莫天池和母親祁彥。
莫天池墻壁上貼著的激勵語。
莫天池的書櫃上有很多文學書籍。
11月初的長沙,已是寒風蕭瑟。儘管時候尚早,天色卻逐漸暗了下來,天空中籠罩著陰沉沉的白霧,更添幾分冷肅。
走到中南大學鐵道校區男生宿舍外,記者撥打了莫天池的電話。電話裏,明顯慢于常人的語速,含混的發音第一次讓記者將學霸與腦癱這兩個看似毫不相關的詞彙聯繫在了一起。畢竟,照片裏他明朗的笑容幾乎讓人覺得,沒有任何病痛在困擾著這個優秀的男孩。
雖然是一個腦癱患者,1990年出生的他卻屢次讓人驚奇:從小學到初中,他的成績總是名列前茅,初中畢業,他以10個A的成績保送湖南師大附中;高考,他又以604分的成績被中南大學錄取。如今,他再次以接近滿分的成績通過託福、GRE考試,正向著他嚮往的名校斯坦福大學、卡耐基梅隆大學努力。
由於出生時的意外,莫天池成了一個終生不能站立,四肢嚴重痙攣的腦癱患者。説話甚至吞咽等機體功能都有嚴重的障礙,不能正常地握筆寫字,書寫速度不及常人的三分之一,就連打字也只能靠兩根手指。
宿舍探訪
單詞、計劃表貼滿墻面
學校特地在一樓為他騰出了一個房間,在莫天池母親祁彥的帶領下,穿過挂滿衣服的走廊,便來到他略顯擁擠的宿舍。
宿舍裏擺著四張上下鋪,堆滿書的櫃子格外搶眼,墻上滿是激勵語、計劃表、單詞詞彙、海報等物什。一輛單車幾乎佔去了房間內剩餘的空間,一隻小貓在房內踱步,警惕地望著來人。在這稍顯雜亂的宿舍裏,祁彥陪著莫天池度過了他的本科與研究生時光。
顯然,這是一個勤奮者的房間。莫天池十分樂於和人們傾訴備考託福、GRE的艱險。因為語速慢,在規定時間內,莫天池無法完成考題,因此他口語免考。“託福減去口語滿分是90分,我考了86分,聽力是滿分,閱讀只錯了一個。”
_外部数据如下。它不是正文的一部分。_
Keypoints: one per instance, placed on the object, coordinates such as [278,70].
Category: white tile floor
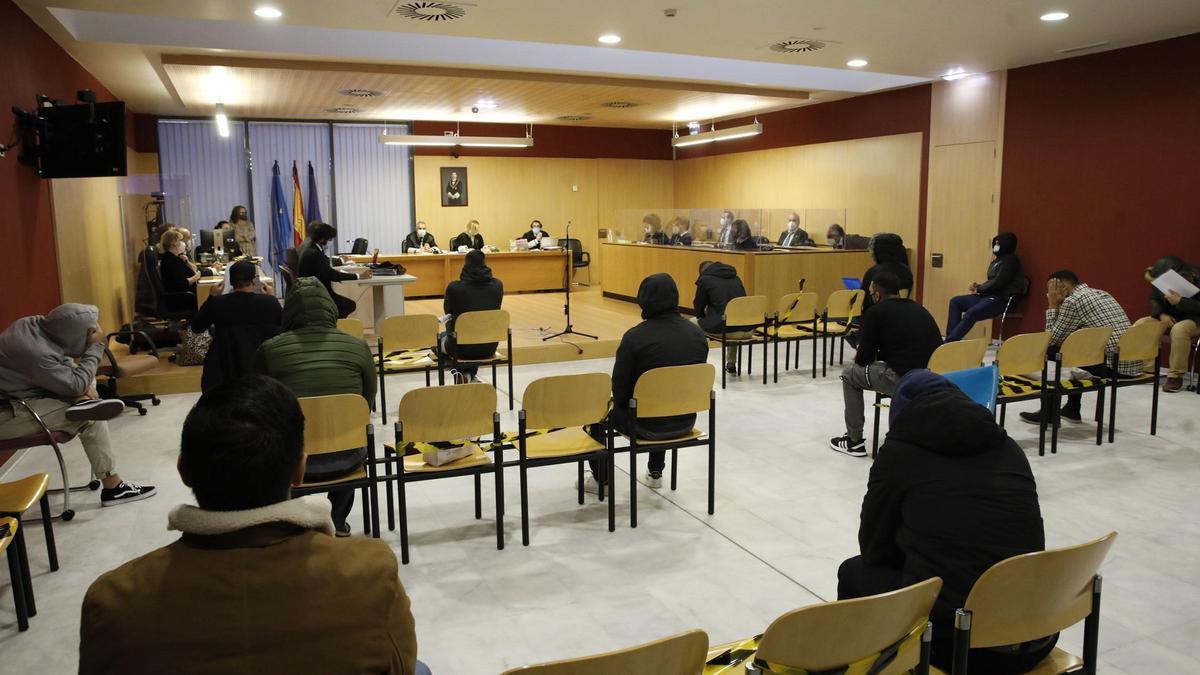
[786,515]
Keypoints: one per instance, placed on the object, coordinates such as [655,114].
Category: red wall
[551,141]
[30,64]
[1102,167]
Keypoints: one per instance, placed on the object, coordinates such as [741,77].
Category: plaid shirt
[1091,308]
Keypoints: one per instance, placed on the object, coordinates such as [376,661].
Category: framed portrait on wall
[454,186]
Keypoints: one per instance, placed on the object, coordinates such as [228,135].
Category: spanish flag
[298,228]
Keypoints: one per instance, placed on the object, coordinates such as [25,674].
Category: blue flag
[281,222]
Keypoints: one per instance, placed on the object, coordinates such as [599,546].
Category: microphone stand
[567,308]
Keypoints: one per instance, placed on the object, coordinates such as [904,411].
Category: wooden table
[773,274]
[520,270]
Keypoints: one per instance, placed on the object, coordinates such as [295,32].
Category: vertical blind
[373,181]
[203,174]
[364,187]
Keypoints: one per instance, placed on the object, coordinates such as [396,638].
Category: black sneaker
[124,493]
[95,410]
[847,446]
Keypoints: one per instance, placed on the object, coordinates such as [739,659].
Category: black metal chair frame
[401,477]
[604,454]
[366,485]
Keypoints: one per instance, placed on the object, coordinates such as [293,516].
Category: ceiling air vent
[360,93]
[430,11]
[797,46]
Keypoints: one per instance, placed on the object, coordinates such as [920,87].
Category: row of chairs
[553,422]
[1019,599]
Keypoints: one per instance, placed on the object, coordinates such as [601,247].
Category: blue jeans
[967,310]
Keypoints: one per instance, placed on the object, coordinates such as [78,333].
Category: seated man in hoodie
[988,299]
[949,496]
[663,339]
[51,362]
[898,335]
[313,358]
[717,285]
[256,583]
[1180,315]
[475,290]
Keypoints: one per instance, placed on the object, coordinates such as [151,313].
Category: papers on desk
[1171,280]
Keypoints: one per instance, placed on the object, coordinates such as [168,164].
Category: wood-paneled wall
[877,180]
[504,193]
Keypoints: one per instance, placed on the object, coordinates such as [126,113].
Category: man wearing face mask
[534,234]
[793,236]
[988,299]
[420,242]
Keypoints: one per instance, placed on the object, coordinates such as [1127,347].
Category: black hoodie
[949,496]
[1005,276]
[663,339]
[715,287]
[889,255]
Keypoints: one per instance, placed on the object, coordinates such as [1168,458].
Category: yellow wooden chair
[883,634]
[665,392]
[406,344]
[744,323]
[460,416]
[1032,596]
[484,327]
[677,655]
[337,423]
[795,321]
[961,354]
[1084,347]
[1143,341]
[18,496]
[1017,358]
[553,413]
[12,544]
[838,321]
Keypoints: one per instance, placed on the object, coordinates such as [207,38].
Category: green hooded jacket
[312,357]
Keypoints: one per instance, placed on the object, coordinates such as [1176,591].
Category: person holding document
[1175,302]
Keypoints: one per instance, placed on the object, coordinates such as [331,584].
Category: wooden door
[960,223]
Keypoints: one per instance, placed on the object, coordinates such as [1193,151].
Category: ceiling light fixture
[455,139]
[743,131]
[222,121]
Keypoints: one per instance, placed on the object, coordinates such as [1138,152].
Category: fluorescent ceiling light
[222,121]
[450,141]
[743,131]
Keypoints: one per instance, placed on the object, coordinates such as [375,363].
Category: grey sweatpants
[856,380]
[16,422]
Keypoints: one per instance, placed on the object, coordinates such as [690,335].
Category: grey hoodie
[37,354]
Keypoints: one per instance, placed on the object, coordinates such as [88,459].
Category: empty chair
[406,344]
[678,655]
[553,412]
[1032,596]
[439,418]
[339,423]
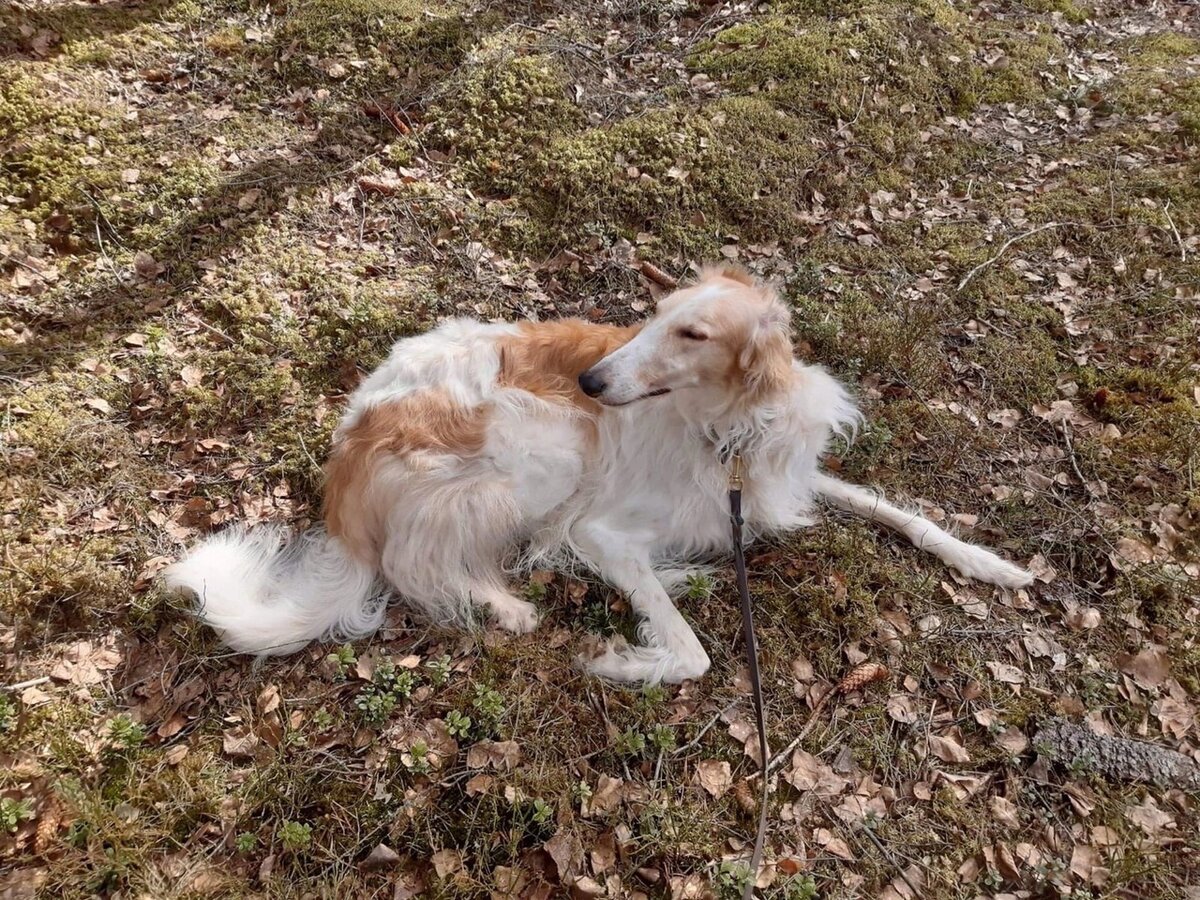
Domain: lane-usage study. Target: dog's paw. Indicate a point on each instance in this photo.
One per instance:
(984, 565)
(516, 616)
(618, 661)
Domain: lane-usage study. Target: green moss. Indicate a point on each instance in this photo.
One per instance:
(928, 57)
(52, 149)
(1157, 79)
(1071, 11)
(371, 41)
(499, 112)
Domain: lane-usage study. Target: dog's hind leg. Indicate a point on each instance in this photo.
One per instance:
(671, 652)
(445, 549)
(975, 562)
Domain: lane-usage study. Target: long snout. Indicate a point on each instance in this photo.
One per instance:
(592, 383)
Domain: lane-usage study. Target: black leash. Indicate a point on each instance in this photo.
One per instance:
(739, 565)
這個被外界稱為天才的大男孩,對自己近乎滿分的英語成績仍不免自豪。而在莫天池人生的前26年裏,他曾創造許多讓周圍人艷羨,令父母驕傲的成績。
天賦顯露
一歲半認識2500個漢字
莫天池兩歲才會説話,四歲才會坐,七歲做完手術雙腿才不交叉,早在他八個月的時候,還曾被醫生斷言,很可能有智力障礙,當時莫天池的父母帶他去檢查,幾個醫生會診完,結果讓他們心頭一涼,“醫生説這孩子將來肯定不會走路,説不定還是個白癡。”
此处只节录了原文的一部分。